Alison Johnstone MSP, Health spokesperson for the Scottish Greens, will today (19 Apr) call for powers to create safe facilities for drug users to be devolved to the Scottish Parliament.

This afternoon’s Holyrood debate on the issue comes after Glasgow City Health and Social Care Partnership’s plan for a safe drug consumption facility was blocked by the UK Government.

Safe centres would reduce public injecting and sharing of needles, and help prevent incidents such as the recent HIV outbreak in Glasgow which affected one in five of the 500 people who are thought to inject drugs in the city centre.

Alison Johnstone MSP said:

“Throughout Europe, there are around 80 supervised consumption rooms, and they play an important part in harm reduction.  We must learn from successful ways treating problem drug use as a public health issue, and developing recovery-based approaches to addition. 
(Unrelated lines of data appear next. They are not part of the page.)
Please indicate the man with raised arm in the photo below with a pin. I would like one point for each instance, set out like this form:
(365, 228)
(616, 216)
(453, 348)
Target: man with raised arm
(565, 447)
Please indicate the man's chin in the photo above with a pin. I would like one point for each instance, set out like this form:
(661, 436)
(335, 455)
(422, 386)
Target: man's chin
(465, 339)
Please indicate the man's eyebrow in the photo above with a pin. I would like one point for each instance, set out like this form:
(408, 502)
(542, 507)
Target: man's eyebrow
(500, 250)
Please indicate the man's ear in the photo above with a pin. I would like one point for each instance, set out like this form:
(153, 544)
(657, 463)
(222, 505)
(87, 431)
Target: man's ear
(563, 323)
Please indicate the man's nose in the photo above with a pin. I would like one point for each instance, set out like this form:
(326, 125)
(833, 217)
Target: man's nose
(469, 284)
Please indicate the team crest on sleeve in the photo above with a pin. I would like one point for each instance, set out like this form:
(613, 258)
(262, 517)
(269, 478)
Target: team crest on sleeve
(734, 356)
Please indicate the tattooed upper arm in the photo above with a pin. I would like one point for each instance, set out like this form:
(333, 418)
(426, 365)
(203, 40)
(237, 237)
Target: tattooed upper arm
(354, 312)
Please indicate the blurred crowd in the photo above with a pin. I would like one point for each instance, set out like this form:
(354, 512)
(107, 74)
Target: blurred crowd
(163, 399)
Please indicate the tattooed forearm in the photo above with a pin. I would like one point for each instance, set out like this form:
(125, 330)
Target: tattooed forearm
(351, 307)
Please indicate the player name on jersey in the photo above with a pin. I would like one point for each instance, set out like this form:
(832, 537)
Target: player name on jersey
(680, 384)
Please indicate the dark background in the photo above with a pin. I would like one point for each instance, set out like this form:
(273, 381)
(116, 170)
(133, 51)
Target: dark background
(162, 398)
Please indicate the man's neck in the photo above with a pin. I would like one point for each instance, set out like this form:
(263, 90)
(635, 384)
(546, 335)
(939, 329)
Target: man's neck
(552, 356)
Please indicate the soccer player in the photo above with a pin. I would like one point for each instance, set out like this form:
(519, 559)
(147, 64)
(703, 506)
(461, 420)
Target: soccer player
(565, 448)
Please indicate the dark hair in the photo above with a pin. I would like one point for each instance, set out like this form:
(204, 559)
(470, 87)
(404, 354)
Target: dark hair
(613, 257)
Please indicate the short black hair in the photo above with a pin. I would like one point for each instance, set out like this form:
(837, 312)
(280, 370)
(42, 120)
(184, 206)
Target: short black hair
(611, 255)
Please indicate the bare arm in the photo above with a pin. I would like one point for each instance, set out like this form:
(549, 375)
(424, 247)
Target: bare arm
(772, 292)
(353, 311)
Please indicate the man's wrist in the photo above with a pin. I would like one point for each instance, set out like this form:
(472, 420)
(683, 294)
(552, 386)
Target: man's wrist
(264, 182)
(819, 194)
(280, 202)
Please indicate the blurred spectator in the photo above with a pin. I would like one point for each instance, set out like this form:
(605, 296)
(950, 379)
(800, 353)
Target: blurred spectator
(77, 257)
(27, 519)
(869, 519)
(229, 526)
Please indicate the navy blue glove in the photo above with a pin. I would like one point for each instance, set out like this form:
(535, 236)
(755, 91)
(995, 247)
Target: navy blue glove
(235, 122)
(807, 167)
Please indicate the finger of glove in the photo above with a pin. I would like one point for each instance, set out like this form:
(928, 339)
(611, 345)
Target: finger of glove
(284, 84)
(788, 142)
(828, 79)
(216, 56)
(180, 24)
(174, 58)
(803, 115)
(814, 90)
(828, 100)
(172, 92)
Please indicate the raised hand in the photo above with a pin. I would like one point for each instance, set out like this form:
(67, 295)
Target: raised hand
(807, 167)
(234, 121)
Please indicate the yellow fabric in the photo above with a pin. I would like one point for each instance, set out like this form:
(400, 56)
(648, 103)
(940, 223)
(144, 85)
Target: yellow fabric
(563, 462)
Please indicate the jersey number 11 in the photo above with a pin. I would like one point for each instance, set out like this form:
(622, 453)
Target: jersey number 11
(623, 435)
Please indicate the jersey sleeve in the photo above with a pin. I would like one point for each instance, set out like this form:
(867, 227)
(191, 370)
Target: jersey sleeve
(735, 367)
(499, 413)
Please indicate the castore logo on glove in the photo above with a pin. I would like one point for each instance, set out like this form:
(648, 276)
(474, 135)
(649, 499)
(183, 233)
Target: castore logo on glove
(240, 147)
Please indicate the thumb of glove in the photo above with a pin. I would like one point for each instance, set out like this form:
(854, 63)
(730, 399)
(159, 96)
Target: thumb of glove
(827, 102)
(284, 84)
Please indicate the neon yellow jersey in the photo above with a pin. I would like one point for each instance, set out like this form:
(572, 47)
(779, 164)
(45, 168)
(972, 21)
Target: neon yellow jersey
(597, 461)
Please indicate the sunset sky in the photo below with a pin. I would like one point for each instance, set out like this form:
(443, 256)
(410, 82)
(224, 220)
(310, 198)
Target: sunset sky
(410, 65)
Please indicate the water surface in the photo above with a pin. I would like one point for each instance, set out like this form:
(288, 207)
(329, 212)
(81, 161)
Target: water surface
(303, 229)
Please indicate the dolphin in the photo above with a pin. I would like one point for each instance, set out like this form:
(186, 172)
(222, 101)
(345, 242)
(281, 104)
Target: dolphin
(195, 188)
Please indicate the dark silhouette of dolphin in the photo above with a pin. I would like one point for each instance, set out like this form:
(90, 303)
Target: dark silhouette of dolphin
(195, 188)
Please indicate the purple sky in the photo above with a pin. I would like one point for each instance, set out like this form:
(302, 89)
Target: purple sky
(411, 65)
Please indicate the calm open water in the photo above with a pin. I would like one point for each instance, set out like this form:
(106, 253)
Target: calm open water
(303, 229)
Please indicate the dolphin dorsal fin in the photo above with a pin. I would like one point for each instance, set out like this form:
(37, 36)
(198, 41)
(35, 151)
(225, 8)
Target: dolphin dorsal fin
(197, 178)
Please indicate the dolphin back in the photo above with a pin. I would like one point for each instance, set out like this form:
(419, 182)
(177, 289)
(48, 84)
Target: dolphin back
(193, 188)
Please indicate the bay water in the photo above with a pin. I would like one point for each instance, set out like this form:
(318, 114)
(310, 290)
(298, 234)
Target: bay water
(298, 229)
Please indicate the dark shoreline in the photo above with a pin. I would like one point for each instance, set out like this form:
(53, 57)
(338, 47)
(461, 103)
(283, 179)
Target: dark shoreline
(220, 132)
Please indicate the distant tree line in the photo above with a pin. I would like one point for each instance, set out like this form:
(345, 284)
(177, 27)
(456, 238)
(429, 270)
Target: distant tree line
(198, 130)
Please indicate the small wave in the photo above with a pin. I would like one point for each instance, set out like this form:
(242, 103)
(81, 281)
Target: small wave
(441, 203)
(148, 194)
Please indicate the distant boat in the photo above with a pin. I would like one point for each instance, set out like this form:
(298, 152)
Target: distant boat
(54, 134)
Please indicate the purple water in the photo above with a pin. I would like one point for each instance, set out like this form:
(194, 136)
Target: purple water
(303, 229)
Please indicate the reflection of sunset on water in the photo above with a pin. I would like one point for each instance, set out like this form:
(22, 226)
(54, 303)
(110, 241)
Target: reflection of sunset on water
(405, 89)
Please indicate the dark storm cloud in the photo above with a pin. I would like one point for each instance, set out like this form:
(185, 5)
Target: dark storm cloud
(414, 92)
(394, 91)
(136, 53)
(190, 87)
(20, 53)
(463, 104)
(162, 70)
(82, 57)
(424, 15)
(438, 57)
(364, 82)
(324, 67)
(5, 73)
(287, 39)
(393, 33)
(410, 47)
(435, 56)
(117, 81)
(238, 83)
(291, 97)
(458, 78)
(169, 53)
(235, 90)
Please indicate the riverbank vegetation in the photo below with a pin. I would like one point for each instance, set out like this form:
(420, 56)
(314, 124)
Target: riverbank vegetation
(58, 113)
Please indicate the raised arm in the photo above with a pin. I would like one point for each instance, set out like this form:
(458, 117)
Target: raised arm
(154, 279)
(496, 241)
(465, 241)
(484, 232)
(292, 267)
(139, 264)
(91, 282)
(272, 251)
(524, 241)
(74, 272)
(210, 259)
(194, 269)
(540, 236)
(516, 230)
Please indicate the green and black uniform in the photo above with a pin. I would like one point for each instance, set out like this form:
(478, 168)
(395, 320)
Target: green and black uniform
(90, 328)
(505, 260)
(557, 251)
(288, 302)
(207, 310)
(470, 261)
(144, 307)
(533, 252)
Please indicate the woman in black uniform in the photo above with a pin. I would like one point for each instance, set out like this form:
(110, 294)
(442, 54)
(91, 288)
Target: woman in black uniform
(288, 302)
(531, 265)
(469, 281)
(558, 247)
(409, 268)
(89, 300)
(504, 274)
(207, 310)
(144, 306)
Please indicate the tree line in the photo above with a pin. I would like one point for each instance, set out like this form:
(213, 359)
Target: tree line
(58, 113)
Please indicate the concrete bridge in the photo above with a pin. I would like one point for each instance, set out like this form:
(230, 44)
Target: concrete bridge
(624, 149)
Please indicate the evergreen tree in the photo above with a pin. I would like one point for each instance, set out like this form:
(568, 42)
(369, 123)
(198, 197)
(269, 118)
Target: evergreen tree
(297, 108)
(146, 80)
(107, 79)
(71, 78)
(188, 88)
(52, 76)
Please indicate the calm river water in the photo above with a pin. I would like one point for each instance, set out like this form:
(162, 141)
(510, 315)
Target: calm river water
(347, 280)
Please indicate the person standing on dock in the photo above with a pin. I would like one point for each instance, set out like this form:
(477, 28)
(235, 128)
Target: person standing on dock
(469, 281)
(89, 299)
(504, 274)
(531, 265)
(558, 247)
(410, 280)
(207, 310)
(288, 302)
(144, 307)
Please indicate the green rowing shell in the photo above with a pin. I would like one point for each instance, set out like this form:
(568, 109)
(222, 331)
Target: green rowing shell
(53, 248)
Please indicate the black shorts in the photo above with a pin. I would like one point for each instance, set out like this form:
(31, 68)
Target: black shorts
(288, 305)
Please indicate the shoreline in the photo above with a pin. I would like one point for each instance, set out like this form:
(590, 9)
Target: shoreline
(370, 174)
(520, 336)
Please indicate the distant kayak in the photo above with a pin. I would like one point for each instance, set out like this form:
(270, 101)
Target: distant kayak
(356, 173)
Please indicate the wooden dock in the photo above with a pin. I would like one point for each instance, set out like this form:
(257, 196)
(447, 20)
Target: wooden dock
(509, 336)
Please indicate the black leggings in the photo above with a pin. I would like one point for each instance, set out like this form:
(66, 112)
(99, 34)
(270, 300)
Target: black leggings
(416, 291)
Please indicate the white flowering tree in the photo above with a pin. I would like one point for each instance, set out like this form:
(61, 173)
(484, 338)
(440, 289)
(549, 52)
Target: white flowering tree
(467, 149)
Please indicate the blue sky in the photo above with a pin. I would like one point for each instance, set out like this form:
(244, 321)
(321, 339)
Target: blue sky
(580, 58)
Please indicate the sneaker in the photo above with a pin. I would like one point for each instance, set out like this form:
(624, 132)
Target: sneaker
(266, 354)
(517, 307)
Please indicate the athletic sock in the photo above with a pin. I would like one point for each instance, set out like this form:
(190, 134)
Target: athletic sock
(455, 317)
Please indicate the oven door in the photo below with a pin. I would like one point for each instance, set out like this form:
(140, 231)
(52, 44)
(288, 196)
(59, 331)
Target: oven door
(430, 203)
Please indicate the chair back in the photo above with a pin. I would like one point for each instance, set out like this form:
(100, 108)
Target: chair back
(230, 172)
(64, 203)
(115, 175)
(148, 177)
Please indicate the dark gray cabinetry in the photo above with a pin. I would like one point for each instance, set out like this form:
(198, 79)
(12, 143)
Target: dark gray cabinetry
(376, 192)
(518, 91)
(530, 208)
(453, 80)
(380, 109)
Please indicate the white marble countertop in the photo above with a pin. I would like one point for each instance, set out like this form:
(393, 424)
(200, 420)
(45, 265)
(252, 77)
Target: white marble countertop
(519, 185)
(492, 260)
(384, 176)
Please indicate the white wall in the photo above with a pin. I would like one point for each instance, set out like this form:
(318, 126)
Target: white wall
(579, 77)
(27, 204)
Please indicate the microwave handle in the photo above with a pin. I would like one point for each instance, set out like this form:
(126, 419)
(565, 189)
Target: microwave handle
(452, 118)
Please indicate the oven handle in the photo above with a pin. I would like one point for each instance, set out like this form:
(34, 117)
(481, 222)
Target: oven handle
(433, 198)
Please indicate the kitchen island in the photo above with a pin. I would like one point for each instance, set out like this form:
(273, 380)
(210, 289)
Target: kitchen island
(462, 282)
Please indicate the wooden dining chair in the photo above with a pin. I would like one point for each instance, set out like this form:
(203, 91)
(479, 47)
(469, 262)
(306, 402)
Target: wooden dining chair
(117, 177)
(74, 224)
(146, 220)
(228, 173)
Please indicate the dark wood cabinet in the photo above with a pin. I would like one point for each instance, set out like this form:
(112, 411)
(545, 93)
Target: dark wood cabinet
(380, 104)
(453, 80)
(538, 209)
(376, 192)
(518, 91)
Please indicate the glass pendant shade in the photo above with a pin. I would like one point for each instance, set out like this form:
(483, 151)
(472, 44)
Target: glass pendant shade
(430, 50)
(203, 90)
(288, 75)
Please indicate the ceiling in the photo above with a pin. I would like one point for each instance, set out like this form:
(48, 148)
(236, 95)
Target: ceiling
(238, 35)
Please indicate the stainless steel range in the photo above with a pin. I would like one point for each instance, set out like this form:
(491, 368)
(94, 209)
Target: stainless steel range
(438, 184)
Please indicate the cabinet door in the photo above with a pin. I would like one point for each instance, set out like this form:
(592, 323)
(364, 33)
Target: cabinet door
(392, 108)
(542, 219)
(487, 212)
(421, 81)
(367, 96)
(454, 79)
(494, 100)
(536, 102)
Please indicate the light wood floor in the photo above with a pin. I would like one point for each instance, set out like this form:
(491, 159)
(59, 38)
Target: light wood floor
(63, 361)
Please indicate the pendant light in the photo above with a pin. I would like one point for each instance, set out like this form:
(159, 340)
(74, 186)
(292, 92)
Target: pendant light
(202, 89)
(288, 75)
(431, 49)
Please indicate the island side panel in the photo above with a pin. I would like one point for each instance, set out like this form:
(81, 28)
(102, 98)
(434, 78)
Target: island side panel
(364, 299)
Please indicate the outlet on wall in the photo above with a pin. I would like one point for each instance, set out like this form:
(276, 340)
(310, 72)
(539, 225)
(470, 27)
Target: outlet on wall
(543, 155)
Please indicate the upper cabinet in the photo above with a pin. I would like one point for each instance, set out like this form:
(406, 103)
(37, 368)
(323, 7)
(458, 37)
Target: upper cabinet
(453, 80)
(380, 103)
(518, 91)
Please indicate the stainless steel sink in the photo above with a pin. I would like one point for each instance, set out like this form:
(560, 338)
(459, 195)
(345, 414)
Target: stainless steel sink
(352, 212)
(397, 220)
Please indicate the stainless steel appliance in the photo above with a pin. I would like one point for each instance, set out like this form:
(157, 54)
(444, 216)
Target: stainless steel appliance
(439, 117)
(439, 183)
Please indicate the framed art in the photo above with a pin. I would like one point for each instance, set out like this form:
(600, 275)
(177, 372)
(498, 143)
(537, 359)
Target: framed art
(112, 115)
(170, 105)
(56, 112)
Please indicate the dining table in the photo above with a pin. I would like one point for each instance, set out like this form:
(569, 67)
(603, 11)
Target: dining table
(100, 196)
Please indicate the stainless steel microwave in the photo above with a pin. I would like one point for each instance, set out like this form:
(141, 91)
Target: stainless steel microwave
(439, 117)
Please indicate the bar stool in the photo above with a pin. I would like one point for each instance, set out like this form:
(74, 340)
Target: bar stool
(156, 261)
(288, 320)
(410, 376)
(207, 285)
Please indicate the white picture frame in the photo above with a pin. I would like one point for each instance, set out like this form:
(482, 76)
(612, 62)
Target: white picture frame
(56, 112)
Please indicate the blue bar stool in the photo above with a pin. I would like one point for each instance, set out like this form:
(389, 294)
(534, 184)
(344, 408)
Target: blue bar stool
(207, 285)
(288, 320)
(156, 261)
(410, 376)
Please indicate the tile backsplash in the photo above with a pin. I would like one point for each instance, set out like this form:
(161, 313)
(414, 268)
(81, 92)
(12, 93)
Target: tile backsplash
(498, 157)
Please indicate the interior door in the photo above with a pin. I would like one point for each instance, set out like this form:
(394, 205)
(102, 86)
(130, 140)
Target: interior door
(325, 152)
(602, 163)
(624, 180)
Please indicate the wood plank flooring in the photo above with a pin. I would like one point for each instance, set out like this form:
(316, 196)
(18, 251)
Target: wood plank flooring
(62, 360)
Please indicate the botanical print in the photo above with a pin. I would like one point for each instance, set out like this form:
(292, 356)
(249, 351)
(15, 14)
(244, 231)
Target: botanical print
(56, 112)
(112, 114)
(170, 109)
“All the evidence shows that safer facilities for drug consumption saves lives and it is essential that we have the powers to introduce these crucial health facilities when and where they are needed.

“It is unacceptable that this vital health facility has been blocked due to reserved legislation.  Given the clear public health basis of the proposals in Glasgow, the Lord Advocate suggested that the UK Government should be approached with a request to devolve powers relevant to the control of drugs. 

“It is beyond frustrating that the UK Government has expressed no intention to devolve these powers.  A resolution must be found, and urgently.  The Scottish Greens fully support the devolution of these powers. They are an important health measure which cannot afford the delay of having Westminster legislate on this each and every time a new facility is required.”